Words matter. Self-representation matters. And identity in Christ bleeds union in Christ and communion of the saints. This blood is truly life-giving. And the term "gay Christian" has great potential to mislead people, even as those who use it are seeking clarity, honesty, and transparency.

And also, 

...making an identity out of sin patterns is itself a sin, as it deadens the conscience by defending the flesh instead of disciplining the conscience for godliness.

Amen. And one more,

As all Christians attempt to discern matters of sin and grace and work together to give God glory in all of the details of our lives, I fear that our current language (i.e., sexual orientation, mixed-orientation marriage, gay Christian) is creating its own Tower of Babel in our churches.
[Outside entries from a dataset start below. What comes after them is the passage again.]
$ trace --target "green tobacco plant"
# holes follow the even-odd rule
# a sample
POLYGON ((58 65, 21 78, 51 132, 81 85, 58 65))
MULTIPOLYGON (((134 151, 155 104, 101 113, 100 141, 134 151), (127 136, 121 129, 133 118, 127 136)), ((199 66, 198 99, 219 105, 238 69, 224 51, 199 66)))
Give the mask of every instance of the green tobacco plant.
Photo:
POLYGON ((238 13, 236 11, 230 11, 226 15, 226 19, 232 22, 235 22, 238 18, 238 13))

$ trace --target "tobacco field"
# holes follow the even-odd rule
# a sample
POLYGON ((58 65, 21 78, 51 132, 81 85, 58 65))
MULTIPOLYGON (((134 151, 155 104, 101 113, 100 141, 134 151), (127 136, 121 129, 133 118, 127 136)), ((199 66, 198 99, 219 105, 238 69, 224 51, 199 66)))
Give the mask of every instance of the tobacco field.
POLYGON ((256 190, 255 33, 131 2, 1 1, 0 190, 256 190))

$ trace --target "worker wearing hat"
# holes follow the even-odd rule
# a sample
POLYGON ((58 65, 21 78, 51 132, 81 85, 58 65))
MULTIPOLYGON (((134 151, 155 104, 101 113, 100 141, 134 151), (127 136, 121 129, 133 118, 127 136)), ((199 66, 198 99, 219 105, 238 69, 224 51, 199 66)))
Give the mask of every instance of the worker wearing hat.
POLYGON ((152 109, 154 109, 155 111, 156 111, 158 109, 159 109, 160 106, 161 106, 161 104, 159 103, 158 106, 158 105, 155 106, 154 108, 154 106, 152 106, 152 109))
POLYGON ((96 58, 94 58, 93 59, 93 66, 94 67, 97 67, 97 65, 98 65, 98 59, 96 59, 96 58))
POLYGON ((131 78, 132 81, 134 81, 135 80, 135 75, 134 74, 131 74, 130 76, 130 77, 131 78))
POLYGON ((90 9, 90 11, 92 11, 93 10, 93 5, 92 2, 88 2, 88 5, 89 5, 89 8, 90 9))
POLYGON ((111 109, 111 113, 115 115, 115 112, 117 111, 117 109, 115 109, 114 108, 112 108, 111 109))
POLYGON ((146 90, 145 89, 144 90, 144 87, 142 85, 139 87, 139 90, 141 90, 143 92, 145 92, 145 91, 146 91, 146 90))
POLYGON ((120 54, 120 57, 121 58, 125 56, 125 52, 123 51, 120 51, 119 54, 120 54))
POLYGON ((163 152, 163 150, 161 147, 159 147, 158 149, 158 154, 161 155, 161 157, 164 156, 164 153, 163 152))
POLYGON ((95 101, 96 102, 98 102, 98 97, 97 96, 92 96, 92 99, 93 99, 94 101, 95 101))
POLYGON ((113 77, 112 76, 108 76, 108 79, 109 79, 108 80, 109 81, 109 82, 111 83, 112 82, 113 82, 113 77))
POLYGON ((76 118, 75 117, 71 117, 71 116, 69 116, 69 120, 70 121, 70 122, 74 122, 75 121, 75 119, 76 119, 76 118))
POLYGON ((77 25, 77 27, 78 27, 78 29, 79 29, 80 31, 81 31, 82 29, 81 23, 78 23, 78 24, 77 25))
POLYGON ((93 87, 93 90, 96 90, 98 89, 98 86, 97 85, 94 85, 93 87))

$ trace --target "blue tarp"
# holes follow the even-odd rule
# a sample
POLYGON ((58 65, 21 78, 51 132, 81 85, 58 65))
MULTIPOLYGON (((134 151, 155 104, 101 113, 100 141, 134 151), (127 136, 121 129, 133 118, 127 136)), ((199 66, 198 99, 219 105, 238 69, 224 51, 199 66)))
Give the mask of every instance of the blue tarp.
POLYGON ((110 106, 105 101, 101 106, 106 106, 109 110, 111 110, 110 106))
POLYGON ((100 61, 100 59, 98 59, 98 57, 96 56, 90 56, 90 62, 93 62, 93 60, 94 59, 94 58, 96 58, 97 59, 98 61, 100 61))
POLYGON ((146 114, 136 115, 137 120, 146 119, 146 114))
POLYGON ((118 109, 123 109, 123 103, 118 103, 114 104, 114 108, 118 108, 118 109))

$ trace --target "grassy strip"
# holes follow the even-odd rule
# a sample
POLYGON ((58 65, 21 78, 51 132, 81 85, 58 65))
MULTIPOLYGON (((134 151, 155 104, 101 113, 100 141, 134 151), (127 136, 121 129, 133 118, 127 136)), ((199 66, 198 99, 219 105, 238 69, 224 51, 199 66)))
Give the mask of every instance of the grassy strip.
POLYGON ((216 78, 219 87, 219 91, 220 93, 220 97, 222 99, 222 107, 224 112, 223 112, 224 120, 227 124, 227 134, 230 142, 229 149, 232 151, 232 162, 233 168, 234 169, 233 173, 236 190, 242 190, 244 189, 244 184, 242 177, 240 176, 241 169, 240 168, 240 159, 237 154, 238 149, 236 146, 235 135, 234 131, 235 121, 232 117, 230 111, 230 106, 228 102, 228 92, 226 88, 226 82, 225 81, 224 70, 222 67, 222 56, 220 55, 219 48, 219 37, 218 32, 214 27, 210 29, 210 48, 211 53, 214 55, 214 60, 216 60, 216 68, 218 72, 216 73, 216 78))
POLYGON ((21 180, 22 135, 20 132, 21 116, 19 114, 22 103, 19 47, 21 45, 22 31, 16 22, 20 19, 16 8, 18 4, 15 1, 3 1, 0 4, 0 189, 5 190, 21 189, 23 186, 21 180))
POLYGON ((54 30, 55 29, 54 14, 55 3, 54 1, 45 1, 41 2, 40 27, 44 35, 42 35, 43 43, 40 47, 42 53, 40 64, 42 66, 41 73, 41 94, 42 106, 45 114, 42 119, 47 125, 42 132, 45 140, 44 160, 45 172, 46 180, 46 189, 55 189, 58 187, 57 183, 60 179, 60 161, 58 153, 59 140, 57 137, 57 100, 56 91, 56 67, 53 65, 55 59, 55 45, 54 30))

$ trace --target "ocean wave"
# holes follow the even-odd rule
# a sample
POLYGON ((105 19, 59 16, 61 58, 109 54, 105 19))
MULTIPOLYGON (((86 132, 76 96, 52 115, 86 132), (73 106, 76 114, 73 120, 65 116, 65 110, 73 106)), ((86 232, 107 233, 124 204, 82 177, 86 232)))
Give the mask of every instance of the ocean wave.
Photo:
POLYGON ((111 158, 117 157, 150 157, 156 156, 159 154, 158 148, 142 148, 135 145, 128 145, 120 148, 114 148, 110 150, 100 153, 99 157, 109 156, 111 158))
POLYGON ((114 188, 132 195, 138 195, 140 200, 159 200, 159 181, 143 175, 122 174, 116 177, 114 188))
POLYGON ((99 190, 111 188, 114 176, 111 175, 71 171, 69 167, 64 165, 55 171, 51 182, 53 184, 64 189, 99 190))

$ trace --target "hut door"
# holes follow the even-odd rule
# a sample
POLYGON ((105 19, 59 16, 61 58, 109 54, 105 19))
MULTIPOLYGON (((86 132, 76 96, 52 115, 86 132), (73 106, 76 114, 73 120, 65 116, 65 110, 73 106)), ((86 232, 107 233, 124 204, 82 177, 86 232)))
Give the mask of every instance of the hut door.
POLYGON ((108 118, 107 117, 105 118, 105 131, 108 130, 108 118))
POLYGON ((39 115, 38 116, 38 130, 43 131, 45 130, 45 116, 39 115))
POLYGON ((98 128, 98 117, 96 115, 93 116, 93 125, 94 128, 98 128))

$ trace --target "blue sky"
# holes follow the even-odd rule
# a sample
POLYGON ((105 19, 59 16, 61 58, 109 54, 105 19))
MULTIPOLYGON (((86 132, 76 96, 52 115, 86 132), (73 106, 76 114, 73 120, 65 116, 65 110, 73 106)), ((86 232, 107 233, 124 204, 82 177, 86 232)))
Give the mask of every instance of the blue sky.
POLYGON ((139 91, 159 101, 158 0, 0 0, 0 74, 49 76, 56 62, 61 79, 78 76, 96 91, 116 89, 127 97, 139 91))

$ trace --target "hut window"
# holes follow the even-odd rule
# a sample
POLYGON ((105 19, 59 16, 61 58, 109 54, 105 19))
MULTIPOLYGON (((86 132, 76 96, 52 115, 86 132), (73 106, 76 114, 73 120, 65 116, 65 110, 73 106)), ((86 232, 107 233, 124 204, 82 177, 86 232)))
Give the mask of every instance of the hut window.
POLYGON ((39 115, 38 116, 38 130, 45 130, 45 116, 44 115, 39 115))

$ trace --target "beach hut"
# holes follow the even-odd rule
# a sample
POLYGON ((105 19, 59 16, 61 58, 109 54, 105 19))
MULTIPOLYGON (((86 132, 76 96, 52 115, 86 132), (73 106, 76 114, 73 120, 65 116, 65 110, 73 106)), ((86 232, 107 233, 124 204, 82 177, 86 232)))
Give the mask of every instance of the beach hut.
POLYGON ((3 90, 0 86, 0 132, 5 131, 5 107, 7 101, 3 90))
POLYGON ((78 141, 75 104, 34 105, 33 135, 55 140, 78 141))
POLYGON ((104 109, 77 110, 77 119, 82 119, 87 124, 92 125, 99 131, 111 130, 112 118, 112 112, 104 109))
God created men and women so that we would enjoy him forever (eternally) and so that we would give him glory (on earth and in heaven). But when we even unwittingly create subcategories of Christians based in patterns of sexual sin, we are in effect taking aim at the very God who will safely hedge us in as we feel lost in the depth of the sea, as Psalm 139 outlines.

The church in Corinth had some in her who loved homosexual sin (1 Cor. 6:9-11), yet when they repented of their sin and were united to Christ by faith they received a new and permanent identity: "Therefore if anyone is in Christ, he is a new creature; the old things passed away; behold, new things have come" (2 Cor. 5:17). We should abandon all of those adjectives before "Christian." Their use is causing many to stumble.